This piece reports on the surprising appointment of actress Cynthia Nixon to New York’s Commission on Judicial Nomination and the strong reactions it provoked.
You read that right: Cynthia Nixon, known for Sex and the City and recent left-leaning political activity, has been named to a panel that vets candidates for New York’s highest court. The move landed amid what the original writer called the Mandani era, and it has conservatives and many in the legal community openly puzzled. Appointments that shape who sits on the bench should invite scrutiny, especially when they push the familiar lines of political theater into institutional roles.
The Commission on Judicial Nomination has a specific constitutional role: it supplies the governor with nominees for the Court of Appeals. That responsibility means the commission’s picks directly influence the court’s makeup for years. Given that power, bringing someone with a celebrity background and no legal credentials into the selection process looks more like a publicity play than a careful choice rooted in legal experience.
The announcement noted Nixon’s appointment runs through April 30, 2030 and that the position is unpaid. Those facts matter because unpaid or advisory roles still carry influence, and a decade-long window is long enough to affect multiple high court selections. Critics point out that acting chops and political endorsements do not translate into the kind of jurisprudential judgment this commission is supposed to exercise.
Voices from the legal world reacted with shock and frustration. Many lawyers who follow judicial nominations expected seasoned jurists or practitioners to fill commission seats, not celebrities picked from the left’s public-facing roster. The surprise is not only about the appointee’s résumé but about what the selection signals for the independence and seriousness of judicial vetting in New York.
And just like that… lefty actress Cynthia Nixon will get to screen and recommend candidates to serve on the state’s highest court, The Post has learned.
Nixon — who isn’t a lawyer but played one on the hit HBO show “Sex and the City” — was just appointed to serve on the Commission on Judicial Nomination by New York Chief Judge Rowan Wilson.
The commission suggests and vets potential judges to the Court of Appeals. Nixon’s appointment runs through April 30, 2030 and the position is unpaid.
“The Commission’s mandate is a powerful one: the Constitution requires that the Governor choose Judges of the Court of Appeals only from the nominees of the Commission,” the panel’s website says.
[…]
Legal community insiders were stunned and outraged by the appointment of the actress, who ran for governor in 2018 and endorsed Zohran Mamdani for New York City mayor last year.
https://x.com/JonathanTurley/status/2078170777577226461?ref_src=twsrc%5Etfw
“She’s an actress! She’s known for ‘Sex and the City,’” fumed one lawyer who was flabbergasted by the pick.
Law professor Jonathan Turley was aghast at this move:
Dear lord, folks.
From a Republican standpoint, this appointment looks like a symptom of a broader problem: when partisan loyalty and celebrity status become acceptable qualifications for institutions meant to be meritocratic. Courts need people who understand legal doctrine, precedent, and the stakes of long-term judicial decisions, not more podiums for public figures. The long shadow a Court of Appeals justice casts demands selectors with demonstrated legal judgment and restraint.

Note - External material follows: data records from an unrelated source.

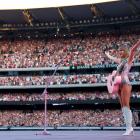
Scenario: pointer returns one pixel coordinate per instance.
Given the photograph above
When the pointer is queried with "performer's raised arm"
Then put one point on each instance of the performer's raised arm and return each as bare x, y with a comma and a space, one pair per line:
116, 60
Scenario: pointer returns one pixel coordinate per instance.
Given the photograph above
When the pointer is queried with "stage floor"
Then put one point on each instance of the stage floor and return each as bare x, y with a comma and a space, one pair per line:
67, 135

Supporters will argue that diverse perspectives are valuable and that a non-lawyer can offer useful viewpoints on fairness or lived experience. That’s a reasonable debate, but it should be explicit and transparent, not glossed over by celebrity gloss. If the argument is that a commission benefits from broader civic voices, then that rationale must be weighed against the necessity of legal competence in recommending appellate judges.
What this appointment also underscores is how politicized these processes have become. When commissions are populated with well-known partisan figures, public confidence in the impartiality of judicial selection erodes. Courts function best when they are insulated, in practice as well as in theory, from obvious political theater; this move pushes the opposite direction.

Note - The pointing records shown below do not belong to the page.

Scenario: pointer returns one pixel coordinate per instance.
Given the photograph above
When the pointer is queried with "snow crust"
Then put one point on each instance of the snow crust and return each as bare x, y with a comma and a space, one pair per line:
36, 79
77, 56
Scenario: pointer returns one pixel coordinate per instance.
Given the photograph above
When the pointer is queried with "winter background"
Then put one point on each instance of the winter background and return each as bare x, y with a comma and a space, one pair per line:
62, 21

New Yorkers and observers outside the state deserve to know the thinking behind such a choice and how it squares with traditional standards for judicial vetting. Transparent answers would help, but the initial reaction makes clear that many see this as a troubling departure from the norm. The composition of bodies that shape our courts matters, and appointments like this invite sharper scrutiny than celebrity PR.